I've got a mysql database where considerable amounts of text are constantly added. (10 pages of text each hour). Text is saved as plaintext in text fields. Every row contacts a webpage or a couple of texts.

I have to do full text search (look for a keyword within the text and do complex queries) about this database regularly. I simply need to look for recently added text. But it is crucial for additional text to become immediately searchable (within just a few minutes).

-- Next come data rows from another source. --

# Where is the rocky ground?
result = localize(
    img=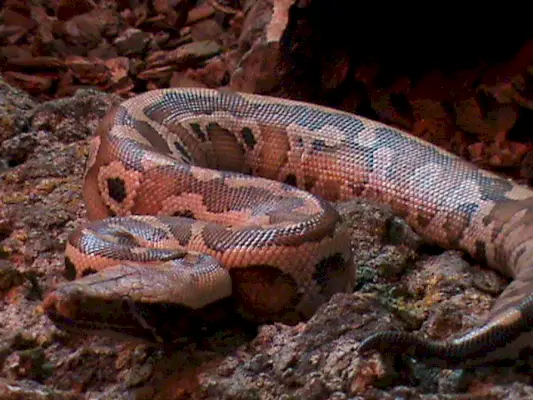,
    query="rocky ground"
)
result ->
[0,0,533,400]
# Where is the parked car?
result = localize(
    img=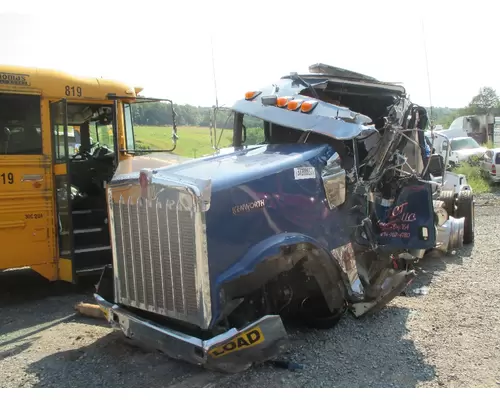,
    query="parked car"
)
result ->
[481,148,500,182]
[426,133,487,167]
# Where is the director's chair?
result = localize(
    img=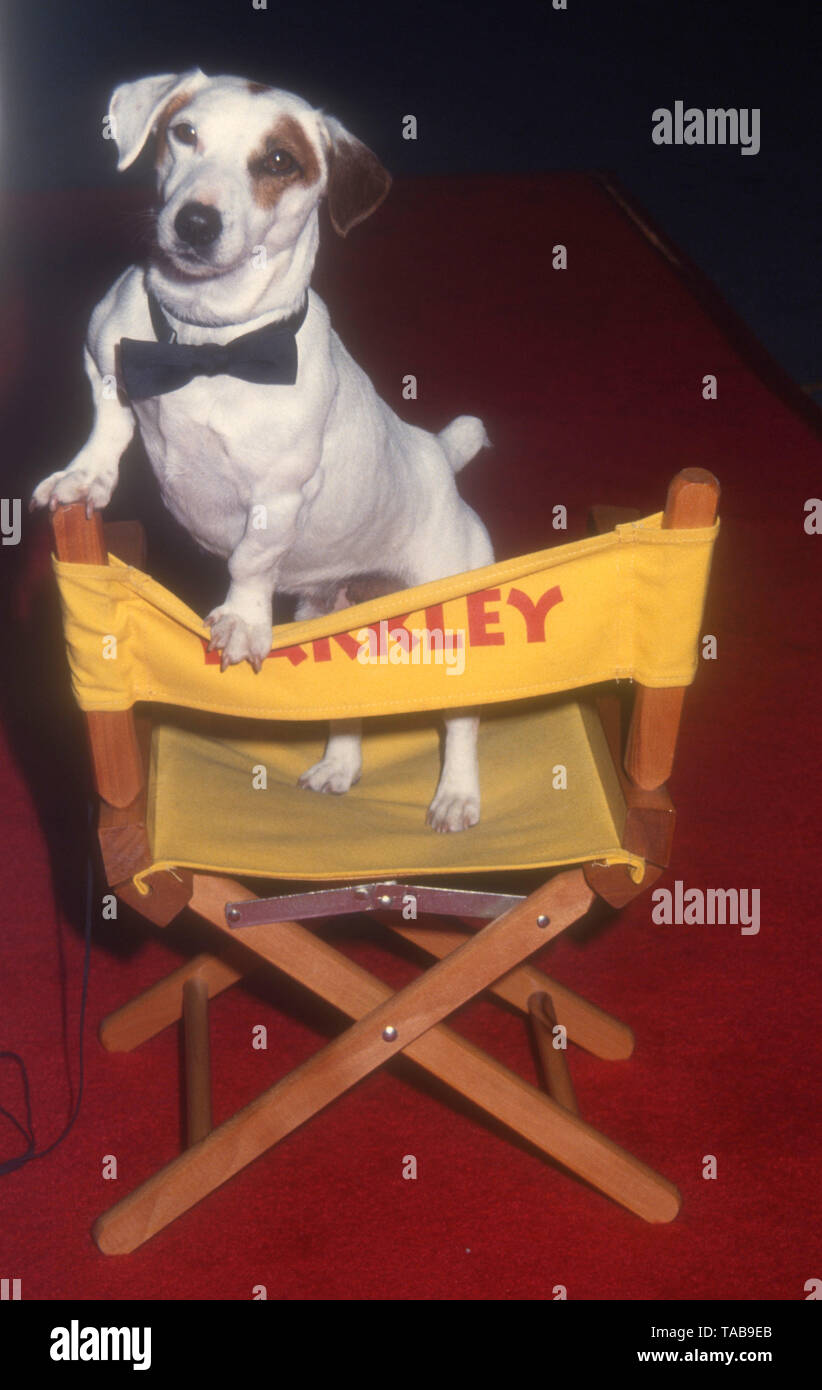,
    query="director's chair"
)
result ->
[46,468,719,1254]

From what i have read, fulltext with mysql is extremely inefficient. I understand lucene is definitely an option but i am unsure yet how rapidly it may index new text.

What exactly are my options? it is possible to method to make mysql more effective? is lucene my best answer? something more appropriate?


You've got a handful of options:

  • Sphinx Search: Can integrate directly together with your MySQL DB. Has support legitimate-time indexes, with restrictions

  • Solr/Lucene: Feed it data via JSON or XML out of your DB. Has wealthy querying abilities. Current versions aren't real-timey w/o some edge develops. You need to re-index your computer data and commit it for changes to look. Which based on your quantity of data, you can perform a commit every 10 min. This will not be an problem til you have 100K / 1M+ documents as Lucene becomes manifest pretty quickly at indexing. 10 pages / hour is fairly trivial.

  • ElasticSearch: Is Java based like Solr/Lucene but seems to become the truly "near real-timeInch enough. Its designed as they are to become distributed and support linear scale-out. You feed it data via JSON and query via JSON.

It truly is dependent on your requirements and abilities. Sphinx may be the simplest to obtain began. Nevertheless its Real-time index restrictions may not meet your needs.

I've done benchmarking for Indexing Occasions for Sphinx &lifier Solr. Sphinx is way ahead as in comparison to Solr regarding Indexing Calculations (very fast indexing occasions and small index size).

Whenever you say 10 pages of text, it appears you do not need Real-time Sphinx Indexing. You are able to stick to the primary + delta indexing plan in Sphinx (you'll find that on Sphinx Documentation). It might be fast and near real-time. If you would like more help about this don't hesitate to request, could be glad to describe you.

Solr is excellent however when it involves enhanced Calculations Sphinx rocks!! Try Sphinx.

Visiting the questions you have within the comment, Solr/Lucene supports incremental indexing (referred to as delta imports within their terminology) and it is quiet simple to configure however are pretty slow as in comparison towards the method utilized by Sphinx.

Primary+Delta is quick enough because you skill is produce a temporary table store you new text for the reason that and index that. Based on the documentation:Sphinx supports "live" (almost real-time) index updates and it may be implemented using so known as "primary+delta" plan. The concept is to setup two sources and 2 indexes, with one "primary" index for that data, and something "delta" for that new documents.

Say for instance you've ten million records so that you can keep that because the primary index and all sorts of the brand new documents get added to a different table that will behave as the delta. This new table could be indexed every so often (say every 1hr) and also the data will get searchable within very couple of seconds as you've 10 pages of text. Now after your brand-new records are now being looked you are able to merge the documents from the primary table + delta table which may be completed without interfering your research. Once the documents are incorporated, empty the brand new table and again after an hour or so you are able to perform whole process again. I think you'll got that else don't hesitate to request any question.